Two Sets of Business Cards: Responses of Chinese Immigrant Women Entrepreneurs in Canada and Australia to Sexism and Racism

Main Article Content

Frances Chiang
Angeline Low
Jock Collins

Abstract

Existing entrepreneurial discourses have been dominated by white middle-class androcentric approach, giving little space to the discussions of racism and sexism experienced by minority women entrepreneurs. This paper aims to fill this gap through an examination of the experiences of Asian immigrant women entrepreneurs in Canada and Australia using an intersectional approach. The key research question addressed in the paper is to what extent, and in what ways, do racism and sexism impact on the entrepreneurial experiences of Asian immigrant women entrepreneurs and what strategies do they use in managing discrimination to protect themselves and their businesses? Four main strategies were derived from our findings, namely, creating a comfortable niche, playing the mainstream card, swallowing the pain, and resisting.

Article Details

Section
Articles (refereed)
Author Biographies

Frances Chiang, Kwantlen Polytechnic University

Dr. Frances Chiang is a faculty member of the Sociology Department at Kwantlen Polytechnic University, Surrey, British Columbia, Canada, and has taught in the areas of work and occupations, race and ethnicity, social stratification, sociological theories, and health and illness. Her current research focuses on Chinese immigrant women entrepreneurship; race, gender, and class; and the Chinese Diaspora. She is the co-author of “Love as a Hidden Gender Resource in Chinese Immigrant Women’s Entrepreneurship: Case Studies from Australia and Canada” (2010) and the co-editor of From Colonization to Globalization: The Intellectual and Political legacies of Kwame Nkrumah and Africa’s Future (forthcoming).

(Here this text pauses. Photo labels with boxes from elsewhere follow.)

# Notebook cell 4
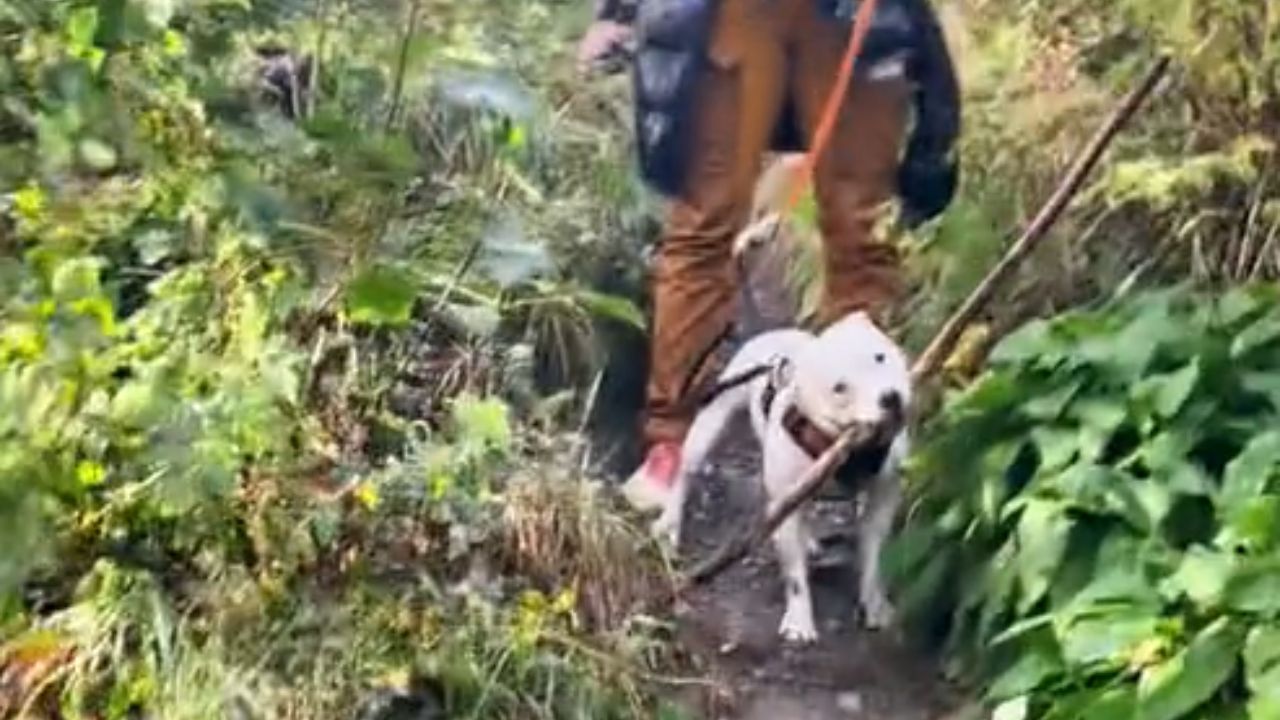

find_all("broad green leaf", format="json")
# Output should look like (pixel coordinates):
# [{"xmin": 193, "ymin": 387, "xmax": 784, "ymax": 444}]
[
  {"xmin": 1155, "ymin": 361, "xmax": 1199, "ymax": 418},
  {"xmin": 989, "ymin": 320, "xmax": 1061, "ymax": 365},
  {"xmin": 79, "ymin": 137, "xmax": 119, "ymax": 173},
  {"xmin": 1244, "ymin": 624, "xmax": 1280, "ymax": 688},
  {"xmin": 1231, "ymin": 313, "xmax": 1280, "ymax": 359},
  {"xmin": 347, "ymin": 265, "xmax": 417, "ymax": 325},
  {"xmin": 1015, "ymin": 500, "xmax": 1071, "ymax": 614},
  {"xmin": 1069, "ymin": 397, "xmax": 1128, "ymax": 460},
  {"xmin": 991, "ymin": 696, "xmax": 1029, "ymax": 720},
  {"xmin": 1056, "ymin": 605, "xmax": 1161, "ymax": 666},
  {"xmin": 1135, "ymin": 618, "xmax": 1244, "ymax": 720},
  {"xmin": 987, "ymin": 633, "xmax": 1064, "ymax": 701},
  {"xmin": 1032, "ymin": 427, "xmax": 1079, "ymax": 473},
  {"xmin": 575, "ymin": 290, "xmax": 645, "ymax": 331},
  {"xmin": 1015, "ymin": 379, "xmax": 1084, "ymax": 423},
  {"xmin": 1222, "ymin": 556, "xmax": 1280, "ymax": 616},
  {"xmin": 1162, "ymin": 546, "xmax": 1236, "ymax": 609},
  {"xmin": 1215, "ymin": 495, "xmax": 1280, "ymax": 552},
  {"xmin": 1219, "ymin": 430, "xmax": 1280, "ymax": 510},
  {"xmin": 1076, "ymin": 685, "xmax": 1138, "ymax": 720},
  {"xmin": 1248, "ymin": 667, "xmax": 1280, "ymax": 720},
  {"xmin": 1243, "ymin": 625, "xmax": 1280, "ymax": 720}
]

Angeline Low, University of Technology Sydney

Dr Angeline Low is a Research Affiliate of the Cosmopolitan Civil Societies Research Centre at the University of Technology Sydney (UTS). She was an awardee of the Chancellor’s Postdoctoral Research Fellowship at UTS. Her research interests are in entrepreneurship studies, focusing on immigrants and women entrepreneurs. At various times, she was a consultant to the ILO, OECD and the European Union on women's entrepreneurship, and the integration of migrant women in the economy. She was an expert adviser to the Global Entrepreneurship Monitor (GEM) Australian study. Besides academic research, Low has had varied careers in senior management and private business. Low was the first woman in Malaysia to be admitted into partnership with Deloitte Touche Tohmatsu, one of the world’s largest professional services firms. She contributes actively on government committees and boards of directors of international not-for-profit organisations.

Jock Collins, University of Technology Sydney

Jock Collins is Professor of Social Economics in the Management Discipline Group at theSchool of Business School, University of Technology, Sydney, Australia. He has been teaching and conducting research at UTS since 1977. He is Co-Director of the Cosmopolitan Civil Societies Research Centre at UTS. His research interests centre on an interdisciplinary study of immigration and cultural diversity in the economy and society. His recent research has been on Australian immigration, ethnic crime, immigrant and Indigenous entrepreneurship, immigrant youth, ethnic precincts and tourism, multiculturalism, the Cronulla Beach Riots, global teachers, immigrants and the built environment and immigrants in regional and rural Australia and the social use of ethnic heritage and the built environment. He is the author or co-author of ten books, the most recent of which is Global Teachers, Australian Perspectives: Goodbye Mr. Chips Hello Ms. Banerjee (with Carol Reid and Michael Singh) to be published by Springer Press later this year. He is also the author of over 100 articles in international and national academic journals and book chapters. His work has been translated in Swedish, French, Japanese, Arabic, Dutch, Chinese, Portuguese, German, Turkish and Italian. Jock Collins has had visiting academic appointments in the UK, Canada, Sweden and the United States and has consulted to the ILO and OECD.